Since Martin-Malburet first began his collection at the age of 15, the horizon of space travel has reemerged in cultural consciousness—not just in the aspirations of tech moguls like Elon Musk and Jeff Bezos, but also in the rising popularity of pioneering African American science fiction author Octavia Butler, for whom NASA named the Mars landing site of the Perseverance rover in 2021. As a new speculative era of space travel emerges, part of Martin-Malburet’s achievement as a collector has been to give context to the wealth of photographic material produced by the moonwalkers and their space-going forerunners.

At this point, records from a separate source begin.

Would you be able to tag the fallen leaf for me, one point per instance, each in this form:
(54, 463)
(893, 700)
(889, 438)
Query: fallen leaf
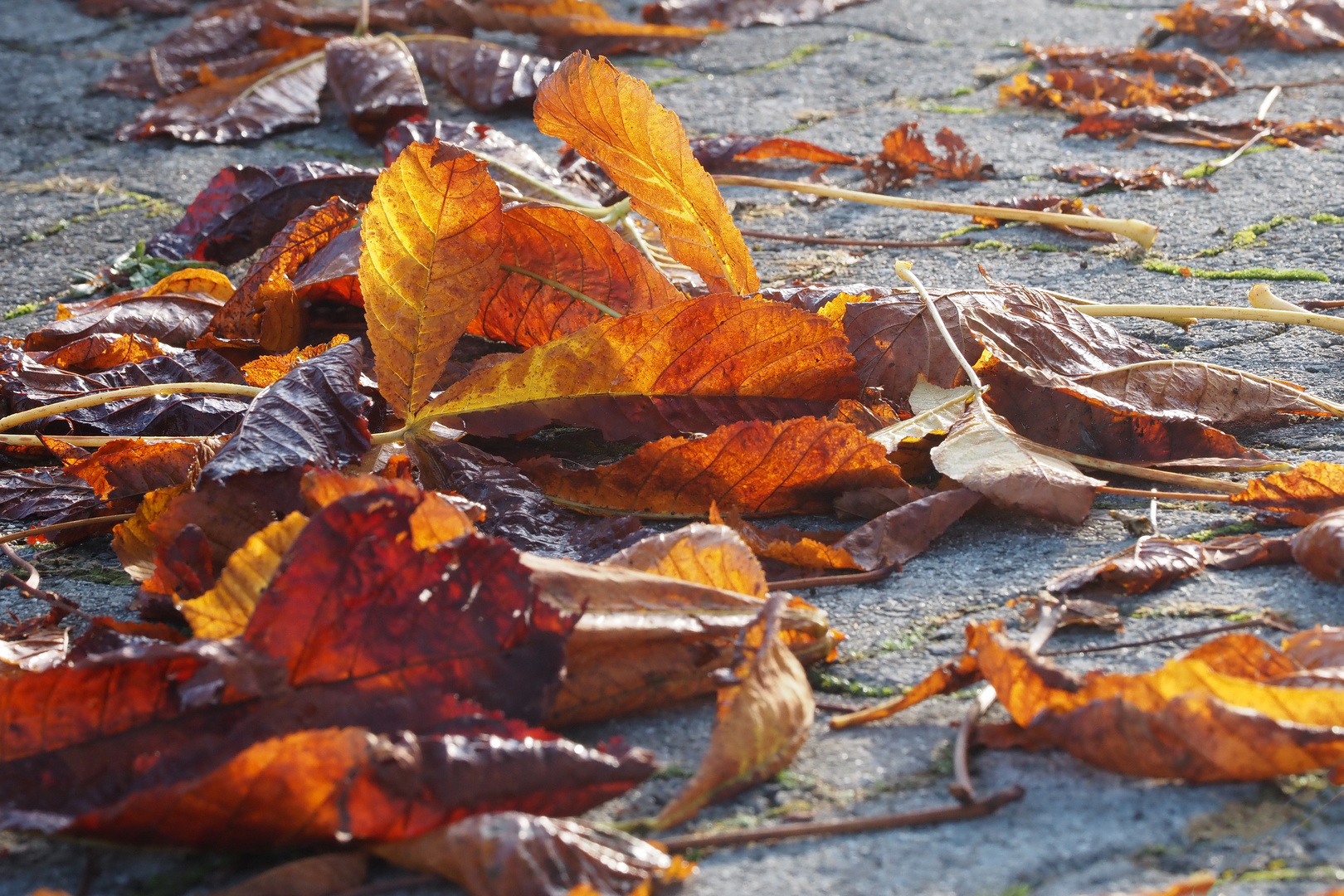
(593, 108)
(265, 312)
(710, 555)
(686, 366)
(754, 468)
(1312, 486)
(763, 718)
(314, 876)
(577, 251)
(244, 108)
(1215, 395)
(1320, 547)
(519, 855)
(431, 246)
(375, 80)
(244, 207)
(984, 455)
(485, 75)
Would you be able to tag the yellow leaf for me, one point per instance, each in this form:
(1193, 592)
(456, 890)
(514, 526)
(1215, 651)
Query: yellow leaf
(613, 119)
(223, 610)
(431, 247)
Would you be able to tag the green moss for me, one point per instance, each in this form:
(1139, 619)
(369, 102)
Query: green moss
(1246, 273)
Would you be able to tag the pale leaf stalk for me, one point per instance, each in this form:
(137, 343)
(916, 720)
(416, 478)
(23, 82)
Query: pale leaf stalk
(93, 399)
(1140, 231)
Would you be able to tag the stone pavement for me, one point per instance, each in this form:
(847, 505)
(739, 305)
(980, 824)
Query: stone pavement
(841, 82)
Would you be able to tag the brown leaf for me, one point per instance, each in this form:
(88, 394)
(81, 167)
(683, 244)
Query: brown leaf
(431, 246)
(1051, 410)
(1312, 486)
(377, 82)
(763, 719)
(593, 108)
(986, 455)
(247, 106)
(485, 75)
(1215, 395)
(572, 249)
(754, 468)
(1320, 547)
(687, 366)
(264, 312)
(710, 555)
(314, 876)
(519, 855)
(647, 641)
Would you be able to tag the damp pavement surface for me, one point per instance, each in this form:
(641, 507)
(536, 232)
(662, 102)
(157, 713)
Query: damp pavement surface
(841, 82)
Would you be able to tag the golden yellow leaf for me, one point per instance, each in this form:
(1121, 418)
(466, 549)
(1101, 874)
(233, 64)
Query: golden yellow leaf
(613, 119)
(431, 246)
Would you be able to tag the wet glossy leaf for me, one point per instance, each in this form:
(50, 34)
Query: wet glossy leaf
(431, 246)
(264, 312)
(244, 207)
(763, 719)
(1320, 547)
(375, 82)
(485, 75)
(754, 468)
(519, 855)
(1312, 486)
(592, 106)
(1055, 411)
(244, 108)
(710, 555)
(687, 366)
(26, 384)
(1215, 395)
(572, 249)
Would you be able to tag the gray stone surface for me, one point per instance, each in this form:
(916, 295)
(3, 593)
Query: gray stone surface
(841, 82)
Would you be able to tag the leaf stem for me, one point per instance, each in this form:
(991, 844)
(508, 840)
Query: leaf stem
(113, 395)
(570, 290)
(1140, 231)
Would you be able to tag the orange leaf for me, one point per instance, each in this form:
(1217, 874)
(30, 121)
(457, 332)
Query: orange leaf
(574, 250)
(763, 719)
(757, 468)
(613, 119)
(684, 367)
(431, 246)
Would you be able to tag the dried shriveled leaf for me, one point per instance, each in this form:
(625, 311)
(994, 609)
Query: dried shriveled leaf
(1215, 395)
(26, 384)
(265, 312)
(613, 119)
(244, 207)
(485, 75)
(247, 106)
(710, 555)
(1320, 547)
(1152, 563)
(1313, 486)
(314, 876)
(984, 455)
(377, 82)
(683, 367)
(763, 718)
(1051, 410)
(901, 535)
(431, 247)
(647, 641)
(754, 468)
(518, 855)
(572, 249)
(223, 611)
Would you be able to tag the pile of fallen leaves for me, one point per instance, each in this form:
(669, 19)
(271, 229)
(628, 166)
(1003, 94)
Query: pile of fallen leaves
(385, 494)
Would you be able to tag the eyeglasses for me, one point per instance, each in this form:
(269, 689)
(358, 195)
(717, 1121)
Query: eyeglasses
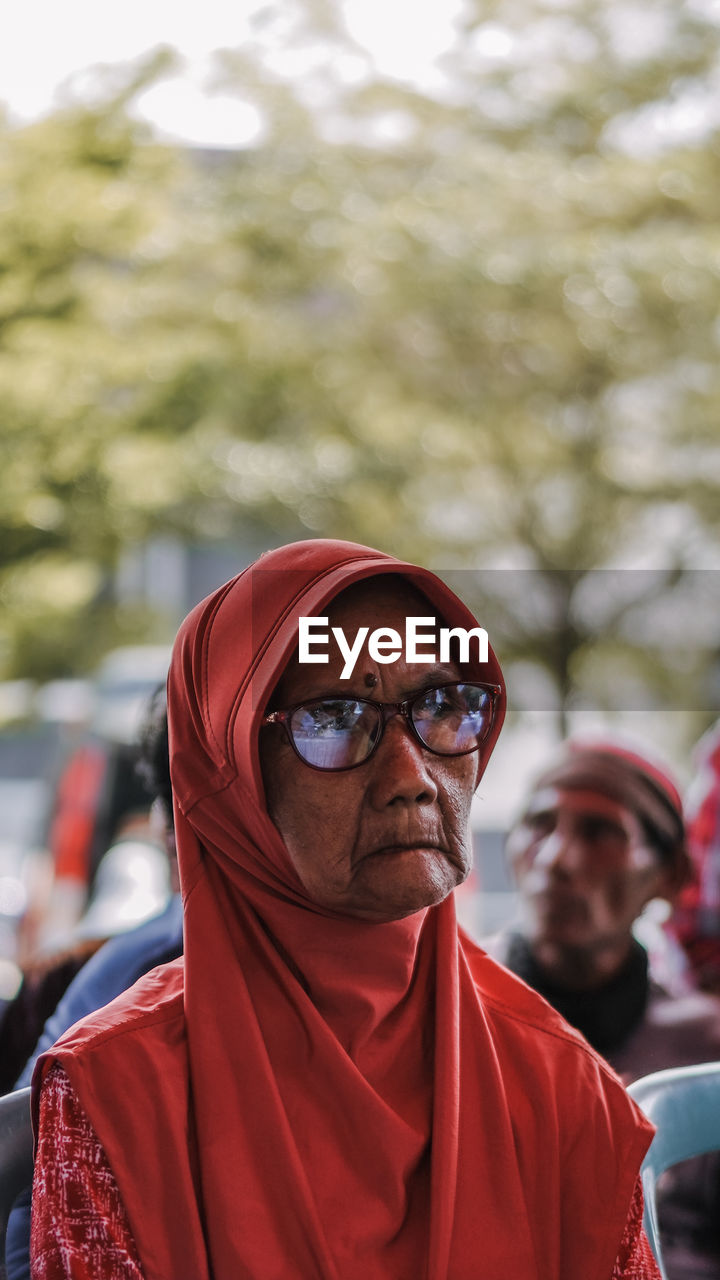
(337, 734)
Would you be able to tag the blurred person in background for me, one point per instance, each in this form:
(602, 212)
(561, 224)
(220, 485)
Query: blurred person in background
(132, 881)
(696, 919)
(601, 835)
(121, 961)
(99, 798)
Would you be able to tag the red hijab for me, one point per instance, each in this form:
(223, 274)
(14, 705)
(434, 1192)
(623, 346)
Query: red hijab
(317, 1096)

At the time of their creation, only a selection of photographs was released to the media. “The rest remained in Houston, unpublished,” explains Martin-Malburet. He has used NASA’s own transcripts of space missions to establish the exact moment when every photograph in his collection was taken, identifying among others two milestones in human evolution; the hitherto unrecognized first photographs of a human being in space (Lot 118, $5,000—7,000) and on the surface of another world (Lot 253, $4,000—6,000). “NASA didn’t record such information,” says Martin-Malburet, “so you could not know if a shot was taken on the way to the Moon, or on the way back, on the first EVA (Extra Vehicular Activity) or the third. Just as surprising is the fact that NASA did not note down the identity of the photographer. “That is something to which I have given a great deal of time and passion: crediting the author.” Martin-Malburet’s research efforts have helped bring Apollo photographs to the attention of international cultural institutions; many of the images on offer in One Giant Leap have been exhibited at the Grand Palais, Paris; Kunsthaus, Zurich, and the Louisiana Museum of Modern Art, Copenhagen. Martin-Malburet is currently at work on a book presenting the full scope of his research.

As NASA looks to launch Artemis I and plans to return astronauts to the lunar surface with Artemis III by 2025, One Giant Leap offers a timely and historic invitation to reflect on the evolving legacy of Project Apollo and its resounding impacts on art, science, and human potential. As the last man on the moon, Eugene Cernan, put it, “Apollo was not the equivalent of an American pyramid, some idle monument to technology, but more of a Rosetta Stone, a key to unlocking dreams as yet undreamed.”